DeepSeek makes the V4 Pro price discount permanent

DeepSeek 将 V4 Pro 的价格折扣转为永久优惠

On this page, the prices listed below are in units of per 1M tokens. A token, the smallest unit of text that the model recognizes, can be a word, a number, or even a punctuation mark. We will bill based on the total number of input and output tokens by the model.

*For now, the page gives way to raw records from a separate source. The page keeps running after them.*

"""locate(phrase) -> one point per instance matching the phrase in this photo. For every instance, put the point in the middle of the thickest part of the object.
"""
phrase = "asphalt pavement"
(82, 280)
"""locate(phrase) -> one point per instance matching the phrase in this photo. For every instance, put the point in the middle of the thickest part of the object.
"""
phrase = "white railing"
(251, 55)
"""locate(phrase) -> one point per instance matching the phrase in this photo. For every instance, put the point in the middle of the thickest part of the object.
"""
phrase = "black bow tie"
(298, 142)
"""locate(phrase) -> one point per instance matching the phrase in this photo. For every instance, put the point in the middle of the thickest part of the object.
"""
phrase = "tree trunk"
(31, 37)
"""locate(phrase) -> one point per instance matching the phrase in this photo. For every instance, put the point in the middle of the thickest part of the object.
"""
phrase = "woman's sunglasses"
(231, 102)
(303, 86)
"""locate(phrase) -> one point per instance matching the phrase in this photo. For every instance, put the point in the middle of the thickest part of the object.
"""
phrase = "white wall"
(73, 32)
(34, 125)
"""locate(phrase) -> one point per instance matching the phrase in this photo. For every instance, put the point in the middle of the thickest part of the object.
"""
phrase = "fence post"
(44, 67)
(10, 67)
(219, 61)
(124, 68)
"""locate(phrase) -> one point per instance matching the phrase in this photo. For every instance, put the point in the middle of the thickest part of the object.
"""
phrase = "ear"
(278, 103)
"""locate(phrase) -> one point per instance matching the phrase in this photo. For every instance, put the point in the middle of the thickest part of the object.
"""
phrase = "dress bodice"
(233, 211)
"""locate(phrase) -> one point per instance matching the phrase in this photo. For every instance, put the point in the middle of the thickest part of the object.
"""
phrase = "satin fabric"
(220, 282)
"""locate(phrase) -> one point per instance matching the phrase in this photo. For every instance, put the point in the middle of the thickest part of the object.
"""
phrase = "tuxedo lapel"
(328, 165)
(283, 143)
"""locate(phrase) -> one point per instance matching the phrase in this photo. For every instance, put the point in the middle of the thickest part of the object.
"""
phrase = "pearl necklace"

在本页面中，以下列出的价格单位均为每 100 万 (1M) tokens。Token 是模型识别的最小文本单位，可以是一个单词、一个数字，甚至是一个标点符号。我们将根据模型输入和输出的 token 总数进行计费。

Model Details (模型详情)

MODEL	deepseek-v4-flash	deepseek-v4-pro
BASE URL (OpenAI Format)	https://api.deepseek.com	https://api.deepseek.com
BASE URL (Anthropic Format)	https://api.deepseek.com/anthropic	https://api.deepseek.com/anthropic
MODEL VERSION	DeepSeek-V4-Flash	DeepSeek-V4-Pro
THINKING MODE	Supports both non-thinking and thinking (default) modes	Supports both non-thinking and thinking (default) modes
CONTEXT LENGTH	1M	1M
MAX OUTPUT	384K	384K
Json Output	✓	✓
Tool Calls	✓	✓
Chat Prefix Completion (Beta)	✓	✓
FIM Completion (Beta)	Non-thinking mode only	Non-thinking mode only

PRICING (价格表)

	deepseek-v4-flash	deepseek-v4-pro
1M INPUT TOKENS (CACHE HIT)	$0.0028	$0.003625 (75% off)
1M INPUT TOKENS (CACHE MISS)	$0.14	$0.435 (75% off)
1M OUTPUT TOKENS	$0.28	$0.87 (75% off)
Concurrency Limit	2500	500

(1) The model names deepseek-chat and deepseek-reasoner will be deprecated in the future. For compatibility, they correspond to the non-thinking mode and thinking mode of deepseek-v4-flash, respectively.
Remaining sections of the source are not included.